In the case of this embodiment, the optimum wall thickness for the flexure performance under full water is about 0.92 (mm) from FIG.

In consideration of variations in wall thickness due to molding, for example, when there is a wall thickness variation of ± 10% in molding, the wall thickness value obtained from the intersection P3 (0.
The optimum thickness is determined as 1.01 (mm) by multiplying 92 mm) by 1.1.

As a result, it is possible to design a product having an optimum wall thickness including variations in wall thickness.

[0040]

The optimum thickness designing method for rain gutters according to the present invention is performed by setting a plurality of types of thicknesses, fixing an arbitrary part of the molded product shape model and applying a constant load at that time. The displacement amount of each thickness is calculated, an approximate curve is created based on the calculated displacement amount for each thickness, and a certain range including the intersection of this approximate curve and the deformation reference value is determined as the optimum thickness. Since this is done, changes in various displacement amounts (twist angle, diameter expansion amount, deflection amount, etc.) with respect to the wall thickness can be known, so that more accurate design is possible.

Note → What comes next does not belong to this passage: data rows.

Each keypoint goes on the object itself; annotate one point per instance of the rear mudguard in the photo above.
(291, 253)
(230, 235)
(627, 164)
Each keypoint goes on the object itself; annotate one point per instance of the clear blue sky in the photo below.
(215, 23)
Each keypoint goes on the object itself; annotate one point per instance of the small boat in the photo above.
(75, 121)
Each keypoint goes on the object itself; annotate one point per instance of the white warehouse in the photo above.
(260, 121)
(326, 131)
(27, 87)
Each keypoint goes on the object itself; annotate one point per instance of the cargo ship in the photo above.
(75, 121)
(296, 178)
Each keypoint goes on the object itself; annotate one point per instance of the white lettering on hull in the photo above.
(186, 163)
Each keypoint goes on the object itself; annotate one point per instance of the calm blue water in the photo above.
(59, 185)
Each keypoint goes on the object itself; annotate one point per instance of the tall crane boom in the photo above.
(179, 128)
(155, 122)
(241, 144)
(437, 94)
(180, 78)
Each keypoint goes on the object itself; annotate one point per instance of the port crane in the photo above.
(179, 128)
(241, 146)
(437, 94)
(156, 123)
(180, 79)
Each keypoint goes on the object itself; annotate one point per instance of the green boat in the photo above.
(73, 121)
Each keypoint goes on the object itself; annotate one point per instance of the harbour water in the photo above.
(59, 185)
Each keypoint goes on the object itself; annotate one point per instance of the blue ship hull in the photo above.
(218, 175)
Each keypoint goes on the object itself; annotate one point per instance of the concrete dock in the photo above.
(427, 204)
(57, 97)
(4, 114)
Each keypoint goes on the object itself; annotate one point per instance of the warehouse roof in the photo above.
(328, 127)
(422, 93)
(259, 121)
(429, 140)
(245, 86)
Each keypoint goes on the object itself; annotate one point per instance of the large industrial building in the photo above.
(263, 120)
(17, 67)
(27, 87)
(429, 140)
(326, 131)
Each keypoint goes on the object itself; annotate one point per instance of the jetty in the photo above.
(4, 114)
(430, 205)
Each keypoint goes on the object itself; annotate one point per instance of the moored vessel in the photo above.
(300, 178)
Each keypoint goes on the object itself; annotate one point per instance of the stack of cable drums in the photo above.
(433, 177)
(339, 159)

[Brief description of drawings]

FIG. 1 is a side view showing an example of the shape of a rain gutter to which an optimum wall thickness designing method for a rain gutter according to the present invention is applied.

FIG. 2 is a diagram illustrating a method of analyzing a twist angle.

FIG. 3 is a graph showing the relationship between the twist angle and the optimum wall thickness.

FIG. 4 is a diagram illustrating a method of analyzing a diameter expansion amount.

FIG. 5 is a diagram illustrating a method of analyzing a diameter expansion amount.

FIG. 6 is a graph showing the relationship between the amount of diameter expansion and the optimum wall thickness.

FIG. 7 is a diagram illustrating a method of analyzing the amount of full water deflection.

FIG. 8 is a graph showing the relationship between the amount of full water deflection and the optimum wall thickness.

FIG. 9 is a diagram illustrating a twist angle in twist performance.

FIG. 10 is a diagram illustrating a method for expanding the diameter of a rain gutter.

[Explanation of symbols]

 1 bottom wall 2 front wall 3 rear wall 4 eaves gutter body 8, 9 end

Claims (1)

[Claims] 1. A rain gutter is obtained by dividing a molded product shape model, which is a continuous product of atypical cross-sectional shape, into an analysis shape model of minute elements and performing deformation analysis of rain gutters of various shapes using the finite element method. A method of designing an optimum wall thickness, wherein when the maximum value of the allowable range of deformation of the rain gutter is set as a deformation reference value, a plurality of kinds of wall thicknesses are set, and any portion of the molded product shape model is set. By fixing and applying a constant load, the displacement at that time is calculated for each wall thickness,
An optimum curve of the rain gutter characterized by creating an approximate curve based on the calculated displacement amount for each wall thickness, and determining a certain range including the intersection of the approximate curve and the deformation reference value as the optimum wall thickness. Thickness design method.